All of the examples described above have an organism making decisions in the absence of any real biological interactions. In the following section we will briefly explore other factors that might influence the decision making of organisms.
Why forage in groups?
If group foraging is adaptive then an organisms foraging in a group must experience a higher payoff than if it were foraging alone. Data collected on lions (Caracao and Wolf) illustrate the costs and benefits of group foraging.
Capture efficiency rises as a function of the number of members in a group of lions, however, the curve levels off at large group sizes because additional lions do not improve the odds of taking down a Thompson gazelle.
Food availability per lion from the kill is a declining function of group size.
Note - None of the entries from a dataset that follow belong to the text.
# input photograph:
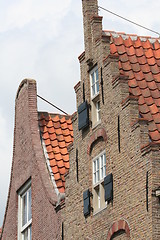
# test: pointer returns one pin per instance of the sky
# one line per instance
(42, 40)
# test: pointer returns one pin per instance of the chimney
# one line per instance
(92, 25)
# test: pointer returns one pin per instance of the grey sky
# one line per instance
(42, 40)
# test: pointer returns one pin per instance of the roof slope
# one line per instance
(57, 133)
(139, 59)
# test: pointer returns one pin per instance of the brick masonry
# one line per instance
(29, 162)
(127, 216)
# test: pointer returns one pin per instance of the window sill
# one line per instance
(96, 124)
(99, 210)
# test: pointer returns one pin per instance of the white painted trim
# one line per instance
(21, 192)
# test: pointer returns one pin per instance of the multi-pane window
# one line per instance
(94, 82)
(95, 103)
(99, 173)
(99, 168)
(25, 215)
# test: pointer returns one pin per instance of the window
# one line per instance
(95, 103)
(25, 213)
(98, 111)
(99, 173)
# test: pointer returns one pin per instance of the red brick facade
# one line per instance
(29, 162)
(127, 134)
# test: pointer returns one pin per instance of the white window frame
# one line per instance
(24, 191)
(99, 173)
(94, 74)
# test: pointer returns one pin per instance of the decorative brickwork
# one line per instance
(117, 226)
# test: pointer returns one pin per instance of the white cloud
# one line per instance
(20, 13)
(42, 40)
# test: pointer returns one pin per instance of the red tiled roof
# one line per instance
(57, 133)
(139, 59)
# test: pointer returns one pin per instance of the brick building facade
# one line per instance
(123, 123)
(105, 184)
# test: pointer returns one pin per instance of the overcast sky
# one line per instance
(42, 40)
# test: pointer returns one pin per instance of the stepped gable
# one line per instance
(139, 60)
(57, 134)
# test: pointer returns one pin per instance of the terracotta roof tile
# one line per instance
(139, 59)
(57, 133)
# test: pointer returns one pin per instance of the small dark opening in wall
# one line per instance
(119, 137)
(83, 93)
(77, 164)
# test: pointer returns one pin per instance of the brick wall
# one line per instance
(129, 166)
(29, 161)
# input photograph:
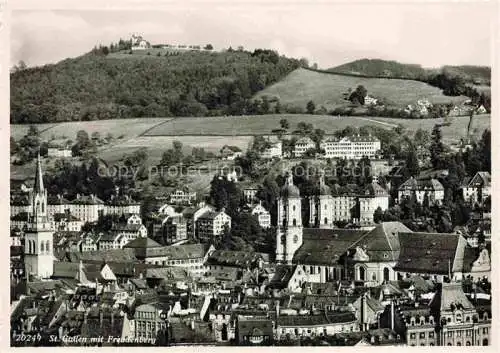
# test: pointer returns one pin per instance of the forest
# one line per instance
(99, 86)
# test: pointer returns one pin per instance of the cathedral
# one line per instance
(372, 255)
(39, 235)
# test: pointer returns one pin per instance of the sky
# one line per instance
(431, 35)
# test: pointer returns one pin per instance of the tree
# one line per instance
(437, 148)
(311, 107)
(358, 96)
(412, 163)
(284, 124)
(378, 215)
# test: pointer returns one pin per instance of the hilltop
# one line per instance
(329, 89)
(110, 85)
(393, 69)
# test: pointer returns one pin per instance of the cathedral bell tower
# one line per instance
(39, 235)
(321, 206)
(289, 231)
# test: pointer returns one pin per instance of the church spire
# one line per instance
(38, 187)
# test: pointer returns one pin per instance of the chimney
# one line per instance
(392, 315)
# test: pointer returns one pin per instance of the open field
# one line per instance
(250, 125)
(156, 145)
(118, 127)
(327, 90)
(454, 132)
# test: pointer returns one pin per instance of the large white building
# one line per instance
(274, 150)
(420, 188)
(387, 252)
(347, 204)
(211, 225)
(302, 146)
(354, 147)
(263, 215)
(477, 188)
(39, 234)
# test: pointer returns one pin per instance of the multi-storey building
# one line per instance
(354, 147)
(460, 323)
(39, 234)
(263, 216)
(191, 257)
(183, 196)
(422, 188)
(302, 145)
(274, 150)
(211, 225)
(477, 188)
(346, 204)
(175, 229)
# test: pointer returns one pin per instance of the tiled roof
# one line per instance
(125, 227)
(381, 243)
(142, 242)
(374, 189)
(20, 217)
(113, 255)
(87, 200)
(233, 258)
(20, 200)
(435, 253)
(421, 185)
(282, 276)
(325, 246)
(105, 326)
(172, 273)
(451, 295)
(65, 269)
(316, 320)
(304, 141)
(254, 327)
(179, 252)
(64, 216)
(232, 148)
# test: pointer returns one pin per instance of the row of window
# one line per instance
(422, 335)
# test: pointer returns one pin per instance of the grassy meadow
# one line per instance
(327, 90)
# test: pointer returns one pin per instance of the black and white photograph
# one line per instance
(251, 174)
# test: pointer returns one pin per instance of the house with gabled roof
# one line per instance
(230, 153)
(422, 188)
(302, 145)
(477, 188)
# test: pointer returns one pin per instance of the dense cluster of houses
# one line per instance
(374, 284)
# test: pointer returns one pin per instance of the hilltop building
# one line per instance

Food intake per lion shows an optimal group size to be two lions, not the 4-7 members observed in a group. Food intake takes into account the success in foraging (capture efficiency) and the food availability.
Why do lions forage in larger than optimal groups?
This question is not yet resolved, but it is thought that it might arise from kin selection and reasons other than foraging. Sisters may band together in larger than expected groups because they can better able prevent males lions from practicing infanticide (see Alcock's discussion of lion infanticide in Chapter 1).
There may also be information transfer among members of the group even if they are not aiding one another in taking down prey. For example, Eric Greene (1987) demonstrated that nesting osprey in a colony pay attention to which birds came back with successful prey items, and if they followed such birds on successive bouts, they too were more likely to be successful themselves.
For other organisms on the predated end of the spectrum, group foraging might also alleviate the risk of predation. If an animal is solitary then the behavior that it demonstrates with regard to foraging may not be optimal because it must also be vigilant to predators. Many studies have demonstrated that the animals forage in different ways with predators present than with predators absent.
However, if animals are foraging in a group, then not every animal must be vigilant. There are designated watchers that alert the group when predators are near. Even if everyone still maintains some level of vigilance (e.g., they are not altruists) then more eyes watching lowers the overall risk of predation than if only two eyes are watching.